Examination of Witnesses (Questions 120
TUESDAY 30 JANUARY 2001
MP, MR WILLIAM
120. Would you like to speculate with us as
to how it can be described as force neutral?
(Mr Cook) I am not sure. On the whole I resist speculation
which I tend to find a fraught activity. The Western Sahara process
has a very well-established and mandated UN presence. I think
if they had resisted the application, we would, on appeal, have
upheld our own refusal, but the ground for our refusal was rather
removed by the UN removing any objection to it.
121. Before we go into what I think will be
a brief private session, may I raise one issue which I suspect
you will say is Mr Byers' responsibility, but we have received,
Secretary of State, very considerable continuous complaints about
the appeals procedure. Besides the delays it would appear that
the appeals against refusal are taking longer, increasing in number
and creating considerable dissatisfaction. Do you have any hope
to hold out that we can have at sometime a rather better procedure?
I realise this is a DTI responsibility but may we put on the record
that there has been a steady stream of complaints from individual
companies. We invite them every time to offer us information and
they do so.
(Mr Cook) I am aware of the expressions of discontent
and I can assure the Committee that just as we seek to achieve
a performance target in relation to original applications, we
do seek to achieve a performance target in relation to appeals.
But I also must be frank with the Committee and say, by definition
the appeals are into the cases we refused which therefore are
among the most contentious. Earlier I was enticed by the prospect
there might be only half a dozen cases you would find contentious,
among the very small number of appeals we get you can be certain
those are the distilled areas of complexity and contention, and
therefore they do require quite often not only particularly careful
handling but also very cautious and very thorough investigation.
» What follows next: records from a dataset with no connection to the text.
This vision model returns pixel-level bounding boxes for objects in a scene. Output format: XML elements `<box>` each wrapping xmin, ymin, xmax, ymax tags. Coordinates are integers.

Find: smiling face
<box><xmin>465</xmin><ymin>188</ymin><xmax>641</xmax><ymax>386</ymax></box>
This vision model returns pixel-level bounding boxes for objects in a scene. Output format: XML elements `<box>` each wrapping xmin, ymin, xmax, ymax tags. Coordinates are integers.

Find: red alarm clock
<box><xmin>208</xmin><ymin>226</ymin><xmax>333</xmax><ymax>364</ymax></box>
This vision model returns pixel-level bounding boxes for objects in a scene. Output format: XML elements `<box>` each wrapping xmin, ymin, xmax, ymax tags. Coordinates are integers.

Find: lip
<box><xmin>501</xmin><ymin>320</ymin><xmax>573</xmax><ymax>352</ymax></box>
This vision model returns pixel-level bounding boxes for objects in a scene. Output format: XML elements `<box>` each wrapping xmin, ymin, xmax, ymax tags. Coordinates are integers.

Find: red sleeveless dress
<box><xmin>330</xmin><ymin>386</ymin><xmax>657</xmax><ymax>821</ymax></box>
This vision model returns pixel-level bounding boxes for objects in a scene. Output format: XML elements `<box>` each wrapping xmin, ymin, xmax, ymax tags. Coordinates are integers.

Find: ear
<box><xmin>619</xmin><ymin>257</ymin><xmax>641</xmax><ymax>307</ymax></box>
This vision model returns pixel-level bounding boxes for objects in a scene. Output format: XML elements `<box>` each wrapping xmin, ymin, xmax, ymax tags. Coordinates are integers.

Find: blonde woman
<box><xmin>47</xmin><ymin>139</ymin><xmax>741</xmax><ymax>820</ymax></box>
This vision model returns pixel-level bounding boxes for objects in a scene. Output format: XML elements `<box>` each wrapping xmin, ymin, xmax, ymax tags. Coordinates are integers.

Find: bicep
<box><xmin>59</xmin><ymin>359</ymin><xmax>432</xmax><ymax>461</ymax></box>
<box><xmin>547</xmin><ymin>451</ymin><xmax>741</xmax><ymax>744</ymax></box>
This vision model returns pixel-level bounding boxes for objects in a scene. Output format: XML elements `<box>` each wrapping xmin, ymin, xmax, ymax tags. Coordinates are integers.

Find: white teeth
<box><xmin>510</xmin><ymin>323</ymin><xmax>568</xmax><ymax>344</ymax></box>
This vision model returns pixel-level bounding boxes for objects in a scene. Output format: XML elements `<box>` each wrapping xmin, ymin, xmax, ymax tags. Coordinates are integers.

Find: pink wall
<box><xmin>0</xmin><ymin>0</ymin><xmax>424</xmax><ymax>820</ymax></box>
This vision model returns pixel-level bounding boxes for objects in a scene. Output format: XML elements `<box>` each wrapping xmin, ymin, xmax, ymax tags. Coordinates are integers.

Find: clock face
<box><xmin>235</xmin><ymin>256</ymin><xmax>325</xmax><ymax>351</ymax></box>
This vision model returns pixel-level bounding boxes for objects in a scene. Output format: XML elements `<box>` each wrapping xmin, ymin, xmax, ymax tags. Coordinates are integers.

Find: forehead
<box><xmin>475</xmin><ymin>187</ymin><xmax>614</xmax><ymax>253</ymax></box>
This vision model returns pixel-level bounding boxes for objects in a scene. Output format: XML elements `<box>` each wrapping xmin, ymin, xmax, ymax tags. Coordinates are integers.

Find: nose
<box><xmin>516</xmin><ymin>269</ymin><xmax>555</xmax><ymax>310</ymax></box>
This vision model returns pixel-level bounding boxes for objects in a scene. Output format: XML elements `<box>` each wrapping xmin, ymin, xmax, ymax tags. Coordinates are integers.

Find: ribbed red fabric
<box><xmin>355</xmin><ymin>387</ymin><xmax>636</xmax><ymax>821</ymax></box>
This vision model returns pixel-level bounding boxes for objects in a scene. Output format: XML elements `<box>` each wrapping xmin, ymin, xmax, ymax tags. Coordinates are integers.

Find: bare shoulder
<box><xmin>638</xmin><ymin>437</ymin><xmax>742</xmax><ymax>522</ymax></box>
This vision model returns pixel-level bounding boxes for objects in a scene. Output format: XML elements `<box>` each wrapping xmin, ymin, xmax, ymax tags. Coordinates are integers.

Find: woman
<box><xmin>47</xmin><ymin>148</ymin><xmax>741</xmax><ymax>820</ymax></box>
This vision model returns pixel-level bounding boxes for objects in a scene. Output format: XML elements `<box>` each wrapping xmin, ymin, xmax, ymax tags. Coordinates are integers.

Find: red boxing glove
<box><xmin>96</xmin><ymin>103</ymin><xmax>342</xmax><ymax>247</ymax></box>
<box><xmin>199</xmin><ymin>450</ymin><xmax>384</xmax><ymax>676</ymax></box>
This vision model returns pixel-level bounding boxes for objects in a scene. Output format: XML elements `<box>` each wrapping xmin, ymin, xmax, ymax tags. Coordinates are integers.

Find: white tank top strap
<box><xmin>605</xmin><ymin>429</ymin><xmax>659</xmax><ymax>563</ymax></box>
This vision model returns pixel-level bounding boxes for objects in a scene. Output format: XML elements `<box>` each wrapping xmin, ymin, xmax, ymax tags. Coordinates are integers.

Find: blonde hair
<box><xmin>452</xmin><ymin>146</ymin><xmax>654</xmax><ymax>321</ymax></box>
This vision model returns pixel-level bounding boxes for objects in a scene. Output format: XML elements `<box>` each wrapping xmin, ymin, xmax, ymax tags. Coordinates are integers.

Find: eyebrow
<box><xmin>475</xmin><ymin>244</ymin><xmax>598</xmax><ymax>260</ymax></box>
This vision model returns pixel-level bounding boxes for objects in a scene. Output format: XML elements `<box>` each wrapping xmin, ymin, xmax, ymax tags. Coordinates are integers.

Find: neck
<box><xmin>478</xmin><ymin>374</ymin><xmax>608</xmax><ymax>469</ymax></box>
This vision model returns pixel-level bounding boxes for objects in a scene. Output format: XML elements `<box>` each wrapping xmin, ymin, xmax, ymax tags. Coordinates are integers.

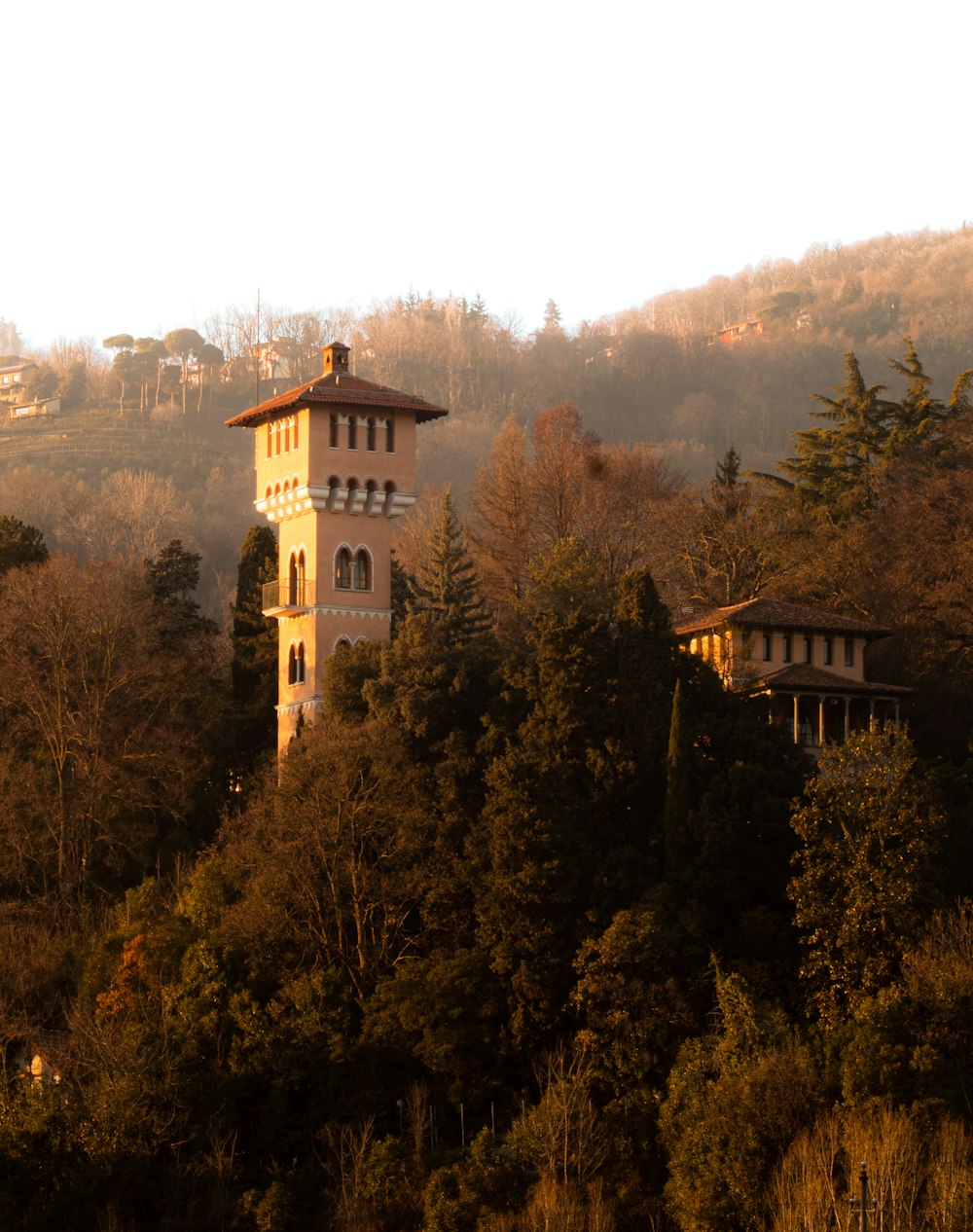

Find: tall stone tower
<box><xmin>227</xmin><ymin>343</ymin><xmax>447</xmax><ymax>753</ymax></box>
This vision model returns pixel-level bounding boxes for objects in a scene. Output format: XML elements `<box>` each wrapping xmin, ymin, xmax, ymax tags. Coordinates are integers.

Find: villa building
<box><xmin>675</xmin><ymin>598</ymin><xmax>910</xmax><ymax>755</ymax></box>
<box><xmin>227</xmin><ymin>343</ymin><xmax>447</xmax><ymax>753</ymax></box>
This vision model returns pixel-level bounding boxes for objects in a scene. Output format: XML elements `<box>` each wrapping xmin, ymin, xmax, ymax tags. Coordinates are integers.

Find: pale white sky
<box><xmin>7</xmin><ymin>0</ymin><xmax>973</xmax><ymax>347</ymax></box>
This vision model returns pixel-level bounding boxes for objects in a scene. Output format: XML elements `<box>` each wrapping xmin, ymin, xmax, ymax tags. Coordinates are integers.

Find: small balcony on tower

I therefore can assure the Committee we will do all we can to
try and carry them through as expeditiously as we can, but do
bear in mind that these are appeals against an earlier refusal
where on the face of it there was a ground for concern. Some appeals
do succeed, which shows the system is very fair, but it is never
going to be a snap judgment.
122. In that case, would it not be more realisticI
was going to say "honest"to say that the 30 day
target is not achievable? You have not achieved it in a single
case of any appeal, so move the target. What is the value of a
target you never hit?
(Mr Cook) I think I would have to defer to my colleague
as to whether or not we would wish to extend it, but a target,
even if you are falling short of it, at least tries to help to
sharpen the aim. Without any target, you might not
123. When you miss every time?
(Mr Cook) As I say, these are the most contentious
ones and they are exactly the ones this Committee would batter
me around the other ear for if I granted them. So I have limited
sympathy with complaints we are not moving fast enough.
124. Has any difference been made in the trade?
During the last four years have the proceeds from the trade gone
down or gone up?
(Mr Cook) The value of exports last year went down
quite substantially but that is a result of many factors, one
of which is the down-turn in the market particularly in East Asia
and South East Asia, so there are a lot of factors which go into
it. We have had a significant increase in refusals, not last year
but the year before and it continued at a slightly higher level
last year despite the reduction in the total number of licences,
but I would not invite the Committee to read too much into that
because as the industry becomes more sensitive and more acutely
aware of what we will grant and refuse, we would expect the number
of refusals to decline as they do not ask for things which will
Chairman: Thank you very much indeed. We have
two or three private issues so we will clear the room now please.